In our increasingly complex world, we are witnessing an exponential growth in the treasure trove of human experience. To access and utilise the entirety of data and information on the collective heritage of humanity, traditional disciplinary knowledge needs to be directed toward a formal science of heritage.
This transdisciplinary science will focus on how historical information on intercontinental trade, diplomacy, conflicts and other interactions among cities, nations and continents—now encoded in complex interactions of written, pictorial, sculptural, architectural and digital records, as well as oral memories, practices and performed rituals—can be organised and processed with the assistance of machine learning algorithms.
Unlocking historical data with artificial intelligence
Engineering historical memory is a methodology for the organisation of historical information in the machine learning age that I am developing in collaboration with Assoc Prof Cheong Siew Ann of NTU’s School of Physical and Mathematical Sciences, and Assoc Prof Erik Cambria and Asst Prof Joty Shafiq Rayhan of NTU’s School of Computer Science and Engineering.
Initially based on studies of chronicles and diaries from Venice, Italy (covering the years 1205-1433), and world maps (e.g. the Fra Mauro map, generated around 1450 in Venice), we recently included other coeval historiographical traditions, including Chinese, Greek, Russian, Malay and Arab sources, in the project.
In particular, we are applying computational techniques such as pattern recognition, data mining, machine learning algorithms derived from other disciplines, knowledge aggregators, as well as interactive and visualisation solutions.
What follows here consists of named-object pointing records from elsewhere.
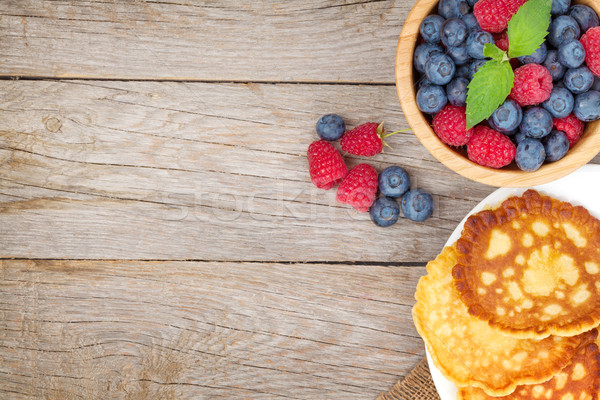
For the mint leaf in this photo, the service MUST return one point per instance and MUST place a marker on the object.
(492, 51)
(489, 88)
(528, 28)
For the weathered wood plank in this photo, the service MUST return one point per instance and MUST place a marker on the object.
(300, 40)
(172, 171)
(188, 330)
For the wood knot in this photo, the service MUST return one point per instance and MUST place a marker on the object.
(53, 124)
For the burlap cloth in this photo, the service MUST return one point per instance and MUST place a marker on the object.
(416, 386)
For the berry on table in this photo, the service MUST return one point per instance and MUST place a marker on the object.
(556, 146)
(571, 126)
(364, 140)
(417, 205)
(456, 91)
(440, 69)
(453, 8)
(532, 85)
(326, 165)
(587, 106)
(537, 57)
(560, 102)
(556, 69)
(579, 80)
(330, 127)
(384, 212)
(490, 148)
(530, 154)
(507, 117)
(537, 122)
(431, 99)
(585, 16)
(422, 54)
(359, 188)
(571, 54)
(450, 125)
(562, 29)
(394, 181)
(431, 28)
(591, 43)
(476, 42)
(454, 32)
(493, 15)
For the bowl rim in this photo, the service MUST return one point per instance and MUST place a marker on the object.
(586, 149)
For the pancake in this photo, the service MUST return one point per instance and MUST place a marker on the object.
(471, 353)
(580, 380)
(531, 267)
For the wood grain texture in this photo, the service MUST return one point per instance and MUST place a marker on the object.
(456, 159)
(188, 330)
(132, 170)
(299, 40)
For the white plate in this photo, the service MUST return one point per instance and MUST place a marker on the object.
(579, 188)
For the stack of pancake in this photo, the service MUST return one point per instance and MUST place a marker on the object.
(510, 310)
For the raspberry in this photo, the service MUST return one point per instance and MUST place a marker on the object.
(571, 126)
(325, 165)
(493, 15)
(490, 148)
(450, 125)
(364, 140)
(501, 40)
(591, 43)
(533, 85)
(359, 187)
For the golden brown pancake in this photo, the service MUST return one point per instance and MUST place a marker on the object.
(580, 380)
(471, 353)
(531, 267)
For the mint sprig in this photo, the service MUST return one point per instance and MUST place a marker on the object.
(494, 80)
(528, 28)
(481, 101)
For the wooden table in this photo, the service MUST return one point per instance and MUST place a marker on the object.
(159, 234)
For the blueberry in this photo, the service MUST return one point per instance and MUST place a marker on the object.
(330, 127)
(453, 8)
(556, 146)
(536, 122)
(563, 29)
(587, 106)
(422, 53)
(456, 91)
(530, 154)
(417, 205)
(394, 181)
(476, 41)
(560, 7)
(560, 102)
(471, 22)
(474, 67)
(431, 28)
(454, 32)
(537, 56)
(585, 16)
(519, 137)
(556, 69)
(440, 69)
(384, 211)
(431, 99)
(579, 80)
(507, 117)
(459, 54)
(571, 54)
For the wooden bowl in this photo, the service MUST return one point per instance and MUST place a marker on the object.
(456, 159)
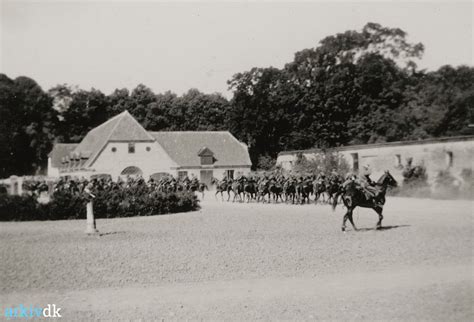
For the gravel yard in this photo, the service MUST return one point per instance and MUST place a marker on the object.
(249, 261)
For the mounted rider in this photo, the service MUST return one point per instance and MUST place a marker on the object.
(368, 186)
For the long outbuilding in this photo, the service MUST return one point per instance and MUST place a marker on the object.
(455, 154)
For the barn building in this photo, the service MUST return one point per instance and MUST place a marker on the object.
(453, 153)
(122, 147)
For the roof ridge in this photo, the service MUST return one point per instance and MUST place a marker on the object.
(188, 131)
(96, 154)
(109, 120)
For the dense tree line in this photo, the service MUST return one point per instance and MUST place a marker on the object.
(354, 87)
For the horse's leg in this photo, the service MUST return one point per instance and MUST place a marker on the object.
(351, 219)
(379, 210)
(346, 216)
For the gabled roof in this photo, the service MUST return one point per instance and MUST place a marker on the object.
(122, 127)
(60, 150)
(184, 147)
(205, 151)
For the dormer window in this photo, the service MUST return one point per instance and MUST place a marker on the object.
(207, 156)
(206, 160)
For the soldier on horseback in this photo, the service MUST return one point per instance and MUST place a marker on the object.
(368, 186)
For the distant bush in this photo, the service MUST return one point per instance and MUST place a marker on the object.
(107, 204)
(19, 208)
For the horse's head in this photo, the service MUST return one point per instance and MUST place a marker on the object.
(387, 180)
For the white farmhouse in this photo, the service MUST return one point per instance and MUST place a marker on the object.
(121, 147)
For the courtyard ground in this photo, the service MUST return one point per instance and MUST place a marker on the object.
(248, 261)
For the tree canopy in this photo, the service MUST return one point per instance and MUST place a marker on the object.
(354, 87)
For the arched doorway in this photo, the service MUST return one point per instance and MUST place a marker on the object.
(131, 171)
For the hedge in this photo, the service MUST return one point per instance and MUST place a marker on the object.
(110, 204)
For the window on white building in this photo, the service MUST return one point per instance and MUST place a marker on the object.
(131, 148)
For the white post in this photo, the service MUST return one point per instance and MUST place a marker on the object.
(90, 220)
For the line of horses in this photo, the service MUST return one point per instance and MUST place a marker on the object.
(300, 190)
(279, 189)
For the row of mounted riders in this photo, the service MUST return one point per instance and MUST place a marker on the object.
(307, 189)
(353, 190)
(279, 188)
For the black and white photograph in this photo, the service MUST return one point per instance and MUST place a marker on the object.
(236, 160)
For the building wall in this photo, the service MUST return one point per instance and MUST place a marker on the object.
(153, 161)
(217, 173)
(435, 156)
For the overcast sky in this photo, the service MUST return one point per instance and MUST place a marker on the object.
(166, 46)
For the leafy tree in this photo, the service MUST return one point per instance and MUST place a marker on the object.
(27, 123)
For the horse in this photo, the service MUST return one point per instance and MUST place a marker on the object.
(262, 190)
(221, 186)
(332, 189)
(353, 196)
(289, 189)
(201, 187)
(238, 190)
(276, 189)
(319, 188)
(303, 191)
(250, 190)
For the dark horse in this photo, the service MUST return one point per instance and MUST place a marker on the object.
(221, 186)
(353, 196)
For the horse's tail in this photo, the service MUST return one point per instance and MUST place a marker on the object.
(334, 201)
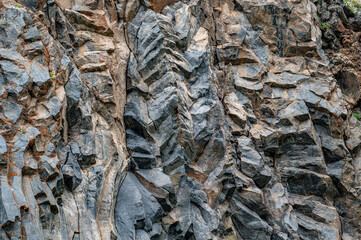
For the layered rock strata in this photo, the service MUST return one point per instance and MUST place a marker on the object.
(179, 120)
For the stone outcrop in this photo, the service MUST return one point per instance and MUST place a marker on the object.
(199, 119)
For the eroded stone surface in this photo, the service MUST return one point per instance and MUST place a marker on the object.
(179, 120)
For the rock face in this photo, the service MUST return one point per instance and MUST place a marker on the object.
(199, 119)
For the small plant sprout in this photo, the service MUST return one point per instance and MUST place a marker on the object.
(357, 116)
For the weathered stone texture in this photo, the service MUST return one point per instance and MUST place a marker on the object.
(200, 119)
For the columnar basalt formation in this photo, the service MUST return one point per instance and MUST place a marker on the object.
(194, 119)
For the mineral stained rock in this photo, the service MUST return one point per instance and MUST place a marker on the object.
(193, 119)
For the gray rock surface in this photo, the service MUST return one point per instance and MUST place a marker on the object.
(200, 120)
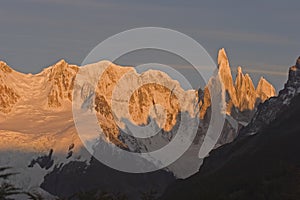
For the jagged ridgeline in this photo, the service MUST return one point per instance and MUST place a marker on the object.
(36, 118)
(52, 90)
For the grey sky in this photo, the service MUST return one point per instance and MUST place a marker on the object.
(261, 36)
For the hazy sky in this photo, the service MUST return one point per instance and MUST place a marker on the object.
(261, 36)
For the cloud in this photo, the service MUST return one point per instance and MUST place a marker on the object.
(257, 37)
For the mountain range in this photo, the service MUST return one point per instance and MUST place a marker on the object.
(39, 138)
(261, 163)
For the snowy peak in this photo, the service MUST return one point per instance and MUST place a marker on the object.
(8, 95)
(226, 78)
(241, 95)
(60, 78)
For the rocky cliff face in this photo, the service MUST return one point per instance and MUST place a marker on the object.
(242, 95)
(8, 95)
(160, 102)
(272, 107)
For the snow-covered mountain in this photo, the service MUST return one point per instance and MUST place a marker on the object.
(38, 135)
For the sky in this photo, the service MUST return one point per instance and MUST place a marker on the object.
(260, 36)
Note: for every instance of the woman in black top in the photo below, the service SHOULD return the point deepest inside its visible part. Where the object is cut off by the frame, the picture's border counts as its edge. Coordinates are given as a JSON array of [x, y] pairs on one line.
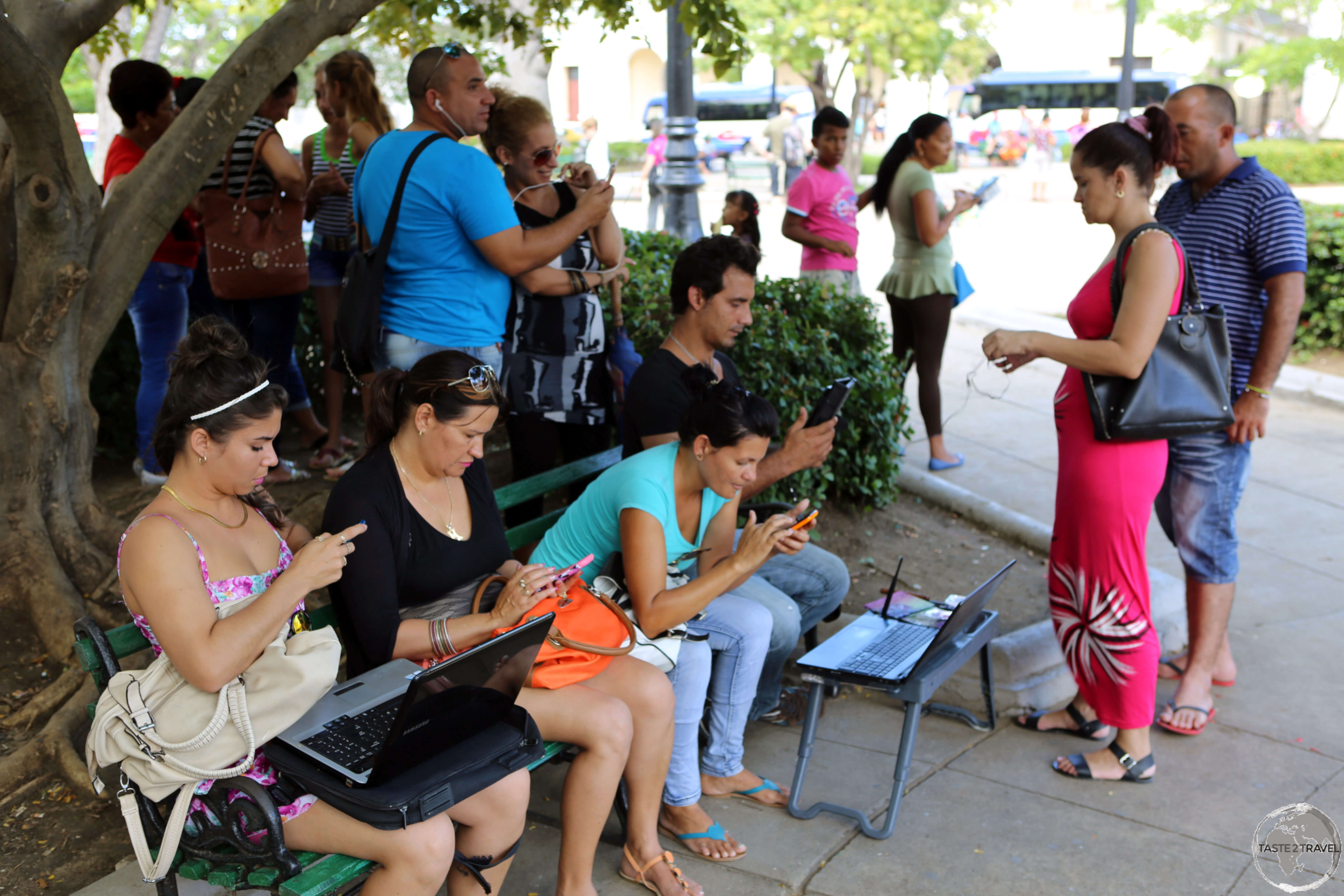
[[554, 344], [435, 532]]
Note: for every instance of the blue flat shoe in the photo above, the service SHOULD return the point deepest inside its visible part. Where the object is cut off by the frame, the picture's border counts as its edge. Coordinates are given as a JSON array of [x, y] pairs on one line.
[[936, 465], [714, 833], [748, 794]]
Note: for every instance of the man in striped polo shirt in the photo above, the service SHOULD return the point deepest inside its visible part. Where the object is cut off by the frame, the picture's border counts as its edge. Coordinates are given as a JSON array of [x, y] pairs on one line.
[[1246, 237]]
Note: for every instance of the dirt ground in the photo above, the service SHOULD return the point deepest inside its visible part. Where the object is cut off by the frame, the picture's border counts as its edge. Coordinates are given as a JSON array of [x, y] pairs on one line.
[[54, 841]]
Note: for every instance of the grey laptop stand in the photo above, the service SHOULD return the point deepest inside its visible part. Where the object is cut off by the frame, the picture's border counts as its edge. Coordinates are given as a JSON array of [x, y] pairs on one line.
[[916, 691]]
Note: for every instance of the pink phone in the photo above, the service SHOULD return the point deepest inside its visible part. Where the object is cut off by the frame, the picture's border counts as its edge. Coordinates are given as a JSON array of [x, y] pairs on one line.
[[574, 570]]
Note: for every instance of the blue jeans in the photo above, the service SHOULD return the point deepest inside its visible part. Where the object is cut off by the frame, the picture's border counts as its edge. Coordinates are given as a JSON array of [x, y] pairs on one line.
[[799, 592], [1206, 477], [725, 669], [269, 326], [159, 314], [400, 351]]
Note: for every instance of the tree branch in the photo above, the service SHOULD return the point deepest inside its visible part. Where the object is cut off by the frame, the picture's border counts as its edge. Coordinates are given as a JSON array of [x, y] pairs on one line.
[[147, 203]]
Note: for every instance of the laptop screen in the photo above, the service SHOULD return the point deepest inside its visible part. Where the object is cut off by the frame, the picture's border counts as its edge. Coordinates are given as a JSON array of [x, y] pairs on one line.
[[966, 614]]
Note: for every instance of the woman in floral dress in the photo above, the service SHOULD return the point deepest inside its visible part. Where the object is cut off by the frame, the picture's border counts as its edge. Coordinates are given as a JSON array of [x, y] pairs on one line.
[[200, 526]]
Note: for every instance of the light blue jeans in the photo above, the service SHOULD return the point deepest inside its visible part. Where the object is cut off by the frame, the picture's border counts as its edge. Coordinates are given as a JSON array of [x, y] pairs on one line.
[[799, 592], [725, 669], [159, 314], [400, 351]]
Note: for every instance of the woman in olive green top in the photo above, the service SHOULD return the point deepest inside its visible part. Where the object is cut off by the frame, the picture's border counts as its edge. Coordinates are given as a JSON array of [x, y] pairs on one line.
[[920, 287]]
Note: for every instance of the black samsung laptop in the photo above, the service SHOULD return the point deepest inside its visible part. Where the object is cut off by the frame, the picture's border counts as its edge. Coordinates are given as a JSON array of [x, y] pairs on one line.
[[892, 649], [400, 715]]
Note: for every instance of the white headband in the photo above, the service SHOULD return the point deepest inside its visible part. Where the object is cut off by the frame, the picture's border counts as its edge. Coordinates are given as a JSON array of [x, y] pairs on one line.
[[226, 405]]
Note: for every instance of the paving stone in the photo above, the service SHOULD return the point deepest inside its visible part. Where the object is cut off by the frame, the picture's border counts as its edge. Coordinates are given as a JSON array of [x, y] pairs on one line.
[[1214, 788], [963, 835], [1285, 674]]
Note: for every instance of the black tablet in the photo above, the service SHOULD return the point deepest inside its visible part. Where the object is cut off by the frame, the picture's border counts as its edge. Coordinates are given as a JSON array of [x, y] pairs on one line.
[[833, 401]]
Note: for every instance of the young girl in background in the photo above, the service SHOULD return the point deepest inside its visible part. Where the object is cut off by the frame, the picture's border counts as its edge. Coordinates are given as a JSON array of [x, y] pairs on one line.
[[741, 211]]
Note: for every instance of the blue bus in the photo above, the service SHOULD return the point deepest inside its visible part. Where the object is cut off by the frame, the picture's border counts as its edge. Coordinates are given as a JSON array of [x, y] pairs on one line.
[[1065, 91], [732, 115]]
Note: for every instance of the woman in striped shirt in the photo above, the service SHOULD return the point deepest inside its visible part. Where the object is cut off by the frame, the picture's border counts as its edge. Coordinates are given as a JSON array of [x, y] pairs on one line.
[[349, 100]]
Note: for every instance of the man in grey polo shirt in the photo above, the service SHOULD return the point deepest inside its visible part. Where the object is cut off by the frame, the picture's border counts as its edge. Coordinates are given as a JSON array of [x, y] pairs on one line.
[[1246, 237]]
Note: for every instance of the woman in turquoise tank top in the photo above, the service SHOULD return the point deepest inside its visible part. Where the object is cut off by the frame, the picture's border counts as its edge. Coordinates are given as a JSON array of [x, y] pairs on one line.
[[675, 508]]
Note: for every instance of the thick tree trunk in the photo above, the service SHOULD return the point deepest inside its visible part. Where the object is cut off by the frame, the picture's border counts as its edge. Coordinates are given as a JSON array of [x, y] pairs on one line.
[[68, 268]]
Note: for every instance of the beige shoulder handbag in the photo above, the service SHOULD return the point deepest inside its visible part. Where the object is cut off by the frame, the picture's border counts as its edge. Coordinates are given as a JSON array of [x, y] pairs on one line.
[[168, 735]]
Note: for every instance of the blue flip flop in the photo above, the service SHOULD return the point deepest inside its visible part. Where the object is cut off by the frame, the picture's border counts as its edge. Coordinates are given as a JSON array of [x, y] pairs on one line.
[[936, 465], [746, 794], [714, 833]]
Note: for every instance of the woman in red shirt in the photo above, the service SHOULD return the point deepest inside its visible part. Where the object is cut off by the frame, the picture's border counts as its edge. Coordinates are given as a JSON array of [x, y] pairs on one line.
[[142, 96]]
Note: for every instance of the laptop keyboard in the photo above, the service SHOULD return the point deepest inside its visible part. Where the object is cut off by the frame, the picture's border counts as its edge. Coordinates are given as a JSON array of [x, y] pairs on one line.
[[354, 741], [888, 649]]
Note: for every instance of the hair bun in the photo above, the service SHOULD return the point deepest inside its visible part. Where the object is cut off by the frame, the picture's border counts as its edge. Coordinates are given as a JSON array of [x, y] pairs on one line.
[[700, 379]]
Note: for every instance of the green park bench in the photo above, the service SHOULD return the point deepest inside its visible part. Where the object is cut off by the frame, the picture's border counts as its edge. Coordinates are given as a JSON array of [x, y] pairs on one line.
[[218, 855], [744, 170]]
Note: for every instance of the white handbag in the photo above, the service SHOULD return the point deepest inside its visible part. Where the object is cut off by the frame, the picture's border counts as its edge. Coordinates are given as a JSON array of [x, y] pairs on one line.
[[663, 649], [168, 735]]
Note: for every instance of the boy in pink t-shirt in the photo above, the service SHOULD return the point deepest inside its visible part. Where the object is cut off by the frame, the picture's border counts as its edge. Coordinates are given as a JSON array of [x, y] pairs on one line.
[[823, 209]]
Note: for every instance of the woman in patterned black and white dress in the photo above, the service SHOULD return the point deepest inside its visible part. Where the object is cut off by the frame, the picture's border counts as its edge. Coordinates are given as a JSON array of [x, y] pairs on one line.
[[556, 343]]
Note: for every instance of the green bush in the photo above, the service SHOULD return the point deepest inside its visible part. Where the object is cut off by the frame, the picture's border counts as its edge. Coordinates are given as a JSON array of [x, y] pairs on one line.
[[1299, 162], [802, 340], [1323, 314]]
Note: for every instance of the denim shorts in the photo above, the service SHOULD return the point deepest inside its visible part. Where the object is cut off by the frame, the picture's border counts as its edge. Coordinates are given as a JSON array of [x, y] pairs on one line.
[[1206, 477], [326, 268], [400, 351]]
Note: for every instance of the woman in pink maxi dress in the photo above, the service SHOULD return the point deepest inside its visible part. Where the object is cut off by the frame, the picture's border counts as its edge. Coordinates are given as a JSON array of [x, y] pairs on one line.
[[1099, 570]]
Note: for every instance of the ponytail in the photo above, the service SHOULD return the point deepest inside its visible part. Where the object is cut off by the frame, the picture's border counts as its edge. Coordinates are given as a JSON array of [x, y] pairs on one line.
[[921, 128], [364, 103], [1144, 144]]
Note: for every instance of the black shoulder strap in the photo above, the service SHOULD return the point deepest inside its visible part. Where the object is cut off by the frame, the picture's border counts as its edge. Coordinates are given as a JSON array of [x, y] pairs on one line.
[[385, 242], [1190, 291]]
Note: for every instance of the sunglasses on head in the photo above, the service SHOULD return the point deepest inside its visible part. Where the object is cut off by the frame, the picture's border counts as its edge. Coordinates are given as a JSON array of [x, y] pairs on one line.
[[480, 377], [545, 156], [452, 50]]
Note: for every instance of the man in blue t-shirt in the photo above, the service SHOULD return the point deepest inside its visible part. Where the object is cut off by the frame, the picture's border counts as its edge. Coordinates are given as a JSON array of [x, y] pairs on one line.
[[1245, 236], [458, 238]]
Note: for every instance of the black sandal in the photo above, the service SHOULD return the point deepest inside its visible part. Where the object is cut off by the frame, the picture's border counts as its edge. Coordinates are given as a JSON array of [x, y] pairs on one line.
[[1134, 768], [1085, 729]]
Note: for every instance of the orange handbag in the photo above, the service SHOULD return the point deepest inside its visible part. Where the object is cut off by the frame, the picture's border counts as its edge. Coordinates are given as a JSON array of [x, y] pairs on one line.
[[580, 613]]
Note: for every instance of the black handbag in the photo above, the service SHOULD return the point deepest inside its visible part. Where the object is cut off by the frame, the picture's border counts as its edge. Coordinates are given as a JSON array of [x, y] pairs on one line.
[[358, 326], [427, 791], [1186, 386]]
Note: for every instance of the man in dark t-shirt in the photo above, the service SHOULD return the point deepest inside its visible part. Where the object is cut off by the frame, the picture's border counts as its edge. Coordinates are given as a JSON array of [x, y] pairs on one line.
[[713, 285]]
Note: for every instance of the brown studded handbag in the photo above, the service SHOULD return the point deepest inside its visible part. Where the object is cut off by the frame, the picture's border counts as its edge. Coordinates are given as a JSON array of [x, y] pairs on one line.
[[255, 248]]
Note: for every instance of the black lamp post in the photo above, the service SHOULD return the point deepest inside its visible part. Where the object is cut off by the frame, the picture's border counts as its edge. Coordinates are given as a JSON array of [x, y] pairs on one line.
[[682, 175]]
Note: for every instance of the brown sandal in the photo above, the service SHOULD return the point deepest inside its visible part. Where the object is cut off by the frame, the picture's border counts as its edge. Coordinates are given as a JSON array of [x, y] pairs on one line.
[[665, 858]]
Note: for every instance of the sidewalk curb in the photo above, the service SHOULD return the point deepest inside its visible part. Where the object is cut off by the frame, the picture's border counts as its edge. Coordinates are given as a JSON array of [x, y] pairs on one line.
[[1299, 382], [1030, 669]]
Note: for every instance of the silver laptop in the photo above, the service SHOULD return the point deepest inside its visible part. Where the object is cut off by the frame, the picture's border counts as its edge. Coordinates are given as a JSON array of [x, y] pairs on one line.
[[397, 717], [890, 649]]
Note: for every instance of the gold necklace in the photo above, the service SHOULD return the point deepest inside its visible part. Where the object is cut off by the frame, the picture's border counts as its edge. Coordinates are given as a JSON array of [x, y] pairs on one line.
[[228, 526], [448, 525]]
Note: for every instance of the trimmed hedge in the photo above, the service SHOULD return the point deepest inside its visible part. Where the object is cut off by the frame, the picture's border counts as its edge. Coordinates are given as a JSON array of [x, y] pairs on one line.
[[1299, 162], [803, 339], [1323, 314]]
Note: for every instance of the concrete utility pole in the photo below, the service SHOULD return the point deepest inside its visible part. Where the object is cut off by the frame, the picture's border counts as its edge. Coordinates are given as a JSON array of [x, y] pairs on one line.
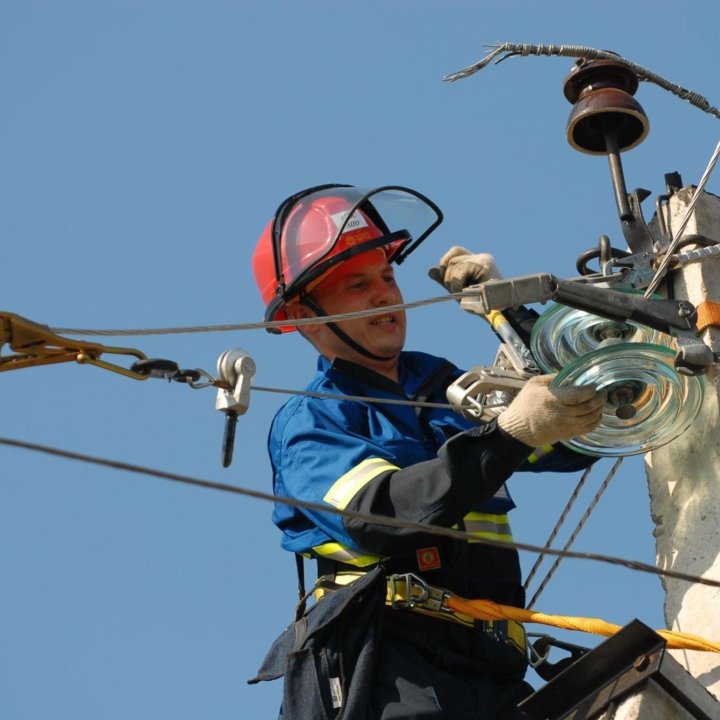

The research project is now linked to the Laboratory for Interdisciplinary Bookish and Experimental Research (LIBER), which has been recently established in the library of the School of Art, Design and Media. The aim is to provide data-driven agent-based modelling and simulations for the study of the Afro-Eurasian communication networks.
Learning from the great world explorers
Our project aims to set the stage for an international laboratory that can address a significant gap in integrating and sharing historical data and knowledge.
By extracting information from primary narrative sources, such as Venetian and Malay chronicles, world maps—for instance, the 1457 Genoese world map and Fra Mauro’s mappa mundi—and travel accounts from explorers like Marco Polo, Ibn Battuta and Zhang He, we are able to generate bottom-up mathematical models for trade, conflict and diplomacy.
The data is then mapped to an electronic database and used in analytical environments to build linkages between parsed texts and recognised entities from other heterogeneous sources (e.g. Wikipedia and Open Street Map) and search engines (e.g. Google Scholar and Microsoft Academic).
The research team is now developing a web-based platform that allows “reading” of the 1457 Genoese world map and the Fra Mauro map—originally in Latin and Vernacular Venetian—in English, Mandarin and several other languages (Figure 1). This visualisation is empowered through real-time connection to Wikipedia, providing access to further primary and secondary literature sources.